Zhang thought it delightful, relaxing, to boat up and down the Elizabeth River or along the Chesapeake coastline, or to sit on the end of Willoughby Spit on summer evenings drinking beer and looking at a carrier or two berthed at the navy base while watching and listening to helicopters buzzing about and tactical jets roaring into or out of the base’s airfield, Chambers Field.
Zhang Ping and Choy Lee tended their hooks, kept fresh bait on, watched their bobbers and listened to the jets and choppers. Life that summer was very pleasant, for them both, but Choy was worried. He knew nothing of the bomb, of course. He suspected he had been ordered to nursemaid Zhang because his English skills were nearly nonexistent. Certainly Choy’s control wouldn’t order him home suddenly and leave Zhang stranded in a country where he didn’t speak the language. Yet why was Zhang here? The question gnawed at him.
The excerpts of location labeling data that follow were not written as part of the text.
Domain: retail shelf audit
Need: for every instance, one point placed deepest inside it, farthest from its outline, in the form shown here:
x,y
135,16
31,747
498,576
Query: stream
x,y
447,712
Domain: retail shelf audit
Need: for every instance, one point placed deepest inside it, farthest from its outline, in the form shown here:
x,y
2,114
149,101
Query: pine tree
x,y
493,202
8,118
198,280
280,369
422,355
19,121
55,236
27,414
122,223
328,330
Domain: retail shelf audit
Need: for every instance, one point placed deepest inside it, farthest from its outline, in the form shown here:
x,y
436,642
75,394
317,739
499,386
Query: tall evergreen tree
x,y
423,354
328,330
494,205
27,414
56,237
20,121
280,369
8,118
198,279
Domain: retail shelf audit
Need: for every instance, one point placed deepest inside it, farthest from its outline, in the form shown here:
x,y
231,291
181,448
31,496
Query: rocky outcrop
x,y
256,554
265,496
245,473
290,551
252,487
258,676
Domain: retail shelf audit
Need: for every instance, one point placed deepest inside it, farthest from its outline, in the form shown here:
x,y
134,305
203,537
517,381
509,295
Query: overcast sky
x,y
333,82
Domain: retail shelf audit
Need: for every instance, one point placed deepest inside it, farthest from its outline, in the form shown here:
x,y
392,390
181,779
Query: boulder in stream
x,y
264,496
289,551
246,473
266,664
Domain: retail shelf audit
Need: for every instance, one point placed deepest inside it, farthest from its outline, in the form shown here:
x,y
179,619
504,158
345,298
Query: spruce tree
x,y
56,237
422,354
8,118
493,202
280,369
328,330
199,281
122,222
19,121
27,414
Of course he told Sally that Zhang was here, a cousin, he said, from the mainland. Here on a tourist visa.
In September the days began to cool. More fronts moved through, morning fog became more frequent, and often the days became windy. On windy days the Elizabeth River and James Estuary became too choppy for Choy’s boat. In October frontal systems with low clouds, copious rain and high winds moved through the area, followed by balmy, beautiful days with lots of sunshine.
Ships came and went. A carrier battle group came in, stayed a week, then went back out.
Zhang Ping became more withdrawn. He was smoking more now, watching the naval base for an hour or so morning and night. He watched the tugs, other harbor craft, fuel barges, became familiar with the rhythm of activities in the naval base, looked for anything out of the ordinary. And didn’t see it.
There was nothing to do but wait. Still, with every passing day the waiting became more difficult.
Choy Lee picked up on Zhang’s mood. He ascribed it to the fact that Zhang was alone in a strange land and could only speak to Choy, and other people with Choy’s help. Cultural shock, Choy thought.